Salario minimo? No, grazie, o meglio: il Parlamento Europeo ha approvato la legislazione in materia, ma il 30 novembre i partiti di governo hanno votato contro le mozioni che avrebbero impegnato il governo a legiferare nella direzione dell’introduzione di una paga minima oraria. Quindi niente neanche su quel fronte. Soldi no, quindi, ma almeno uno straccio di diritto civile? Scordatevelo, bellezze: il 2022 ha visto il fallimento del DDL Zan contro i discorsi d’odio, l’omolesbobitransfobia, la misoginia e l’abilismo, ma pure la bocciatura dei referendum sulla legalizzazione della cannabis e sul fine vita da parte della Corte Costituzionale, che pure a febbraio si era espressa a favore di una legislazione sul tema. Che però non c’è. Decidere come morire, a quanto pare, è un diritto trascurabile.

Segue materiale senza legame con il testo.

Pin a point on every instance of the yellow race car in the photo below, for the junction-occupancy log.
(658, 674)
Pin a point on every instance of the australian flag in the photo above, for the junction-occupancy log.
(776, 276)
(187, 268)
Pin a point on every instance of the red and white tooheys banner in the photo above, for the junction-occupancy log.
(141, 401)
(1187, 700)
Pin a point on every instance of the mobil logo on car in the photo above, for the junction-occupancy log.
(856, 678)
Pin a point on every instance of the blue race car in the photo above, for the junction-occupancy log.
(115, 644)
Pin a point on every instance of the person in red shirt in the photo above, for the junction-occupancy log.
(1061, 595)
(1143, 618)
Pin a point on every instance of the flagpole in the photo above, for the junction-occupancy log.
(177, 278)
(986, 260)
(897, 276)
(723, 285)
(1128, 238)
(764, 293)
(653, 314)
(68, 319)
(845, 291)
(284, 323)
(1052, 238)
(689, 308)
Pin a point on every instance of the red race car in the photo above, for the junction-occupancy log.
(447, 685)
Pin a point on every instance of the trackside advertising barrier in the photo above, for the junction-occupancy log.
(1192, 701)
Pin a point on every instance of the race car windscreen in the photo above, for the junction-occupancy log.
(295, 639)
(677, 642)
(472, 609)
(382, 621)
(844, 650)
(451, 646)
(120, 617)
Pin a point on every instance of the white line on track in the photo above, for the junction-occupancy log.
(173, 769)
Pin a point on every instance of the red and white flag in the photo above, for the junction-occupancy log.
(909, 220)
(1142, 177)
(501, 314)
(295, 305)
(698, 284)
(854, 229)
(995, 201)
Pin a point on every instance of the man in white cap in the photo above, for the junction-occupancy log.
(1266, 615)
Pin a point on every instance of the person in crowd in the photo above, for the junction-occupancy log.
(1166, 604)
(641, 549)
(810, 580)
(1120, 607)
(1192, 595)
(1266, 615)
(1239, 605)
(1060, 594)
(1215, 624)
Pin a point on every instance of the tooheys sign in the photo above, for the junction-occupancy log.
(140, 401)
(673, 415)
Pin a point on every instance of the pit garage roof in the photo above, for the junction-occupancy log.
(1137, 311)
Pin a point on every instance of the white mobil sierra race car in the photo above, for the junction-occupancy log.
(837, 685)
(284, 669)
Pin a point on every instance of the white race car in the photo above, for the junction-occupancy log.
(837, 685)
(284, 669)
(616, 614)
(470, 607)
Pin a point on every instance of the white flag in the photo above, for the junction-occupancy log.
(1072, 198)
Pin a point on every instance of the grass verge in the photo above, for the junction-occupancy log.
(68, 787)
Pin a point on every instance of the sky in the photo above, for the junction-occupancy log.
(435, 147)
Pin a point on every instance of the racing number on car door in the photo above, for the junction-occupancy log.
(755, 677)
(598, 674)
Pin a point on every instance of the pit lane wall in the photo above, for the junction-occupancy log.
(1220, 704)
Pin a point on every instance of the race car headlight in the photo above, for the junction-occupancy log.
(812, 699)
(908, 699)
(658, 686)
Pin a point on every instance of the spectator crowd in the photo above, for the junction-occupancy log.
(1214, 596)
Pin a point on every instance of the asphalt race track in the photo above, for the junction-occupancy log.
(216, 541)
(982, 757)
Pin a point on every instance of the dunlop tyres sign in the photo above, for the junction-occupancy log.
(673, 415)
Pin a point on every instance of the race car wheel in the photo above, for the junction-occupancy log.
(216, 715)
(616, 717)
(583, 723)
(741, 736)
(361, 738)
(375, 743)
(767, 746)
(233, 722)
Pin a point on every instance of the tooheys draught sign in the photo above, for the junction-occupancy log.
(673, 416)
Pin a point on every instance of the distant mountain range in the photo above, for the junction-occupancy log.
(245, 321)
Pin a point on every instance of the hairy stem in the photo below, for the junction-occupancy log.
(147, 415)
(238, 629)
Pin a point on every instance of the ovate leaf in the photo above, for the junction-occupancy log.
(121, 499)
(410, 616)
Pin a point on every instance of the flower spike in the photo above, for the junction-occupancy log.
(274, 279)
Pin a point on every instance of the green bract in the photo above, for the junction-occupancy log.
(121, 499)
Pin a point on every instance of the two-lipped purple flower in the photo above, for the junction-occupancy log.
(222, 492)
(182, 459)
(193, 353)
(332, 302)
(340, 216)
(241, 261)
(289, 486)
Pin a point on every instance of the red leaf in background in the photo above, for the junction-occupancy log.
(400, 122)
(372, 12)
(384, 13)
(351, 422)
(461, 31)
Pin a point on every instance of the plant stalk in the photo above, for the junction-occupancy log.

Qualche spiraglio si è intravisto solo sul fronte di singole sentenze, come quella emanata a settembre dal Tribunale di Bari a favore di una coppia di donne che aveva chiesto di vedersi riconosciuta la maternità della figlia. Ed è di pochi giorni fa la notizia che la Commissione europea ha proposto l’armonizzazione delle norme in materia di genitorialità: non può essere che i bambini siano figli dei loro genitori in Spagna ma non in Italia o in Ungheria. Quest’anno ci ha lasciati Walter Di Benedetto, che nel 2021 era stato assolto dopo aver subito un processo per la coltivazione di cannabis in casa a scopo terapeutico. E anche su quel versante i legislatori languono, anzi: ora sono occupati a fare la guerra alle feste.

Auguri a noi. Visto da qui, il 2023 sembra tutto in salita.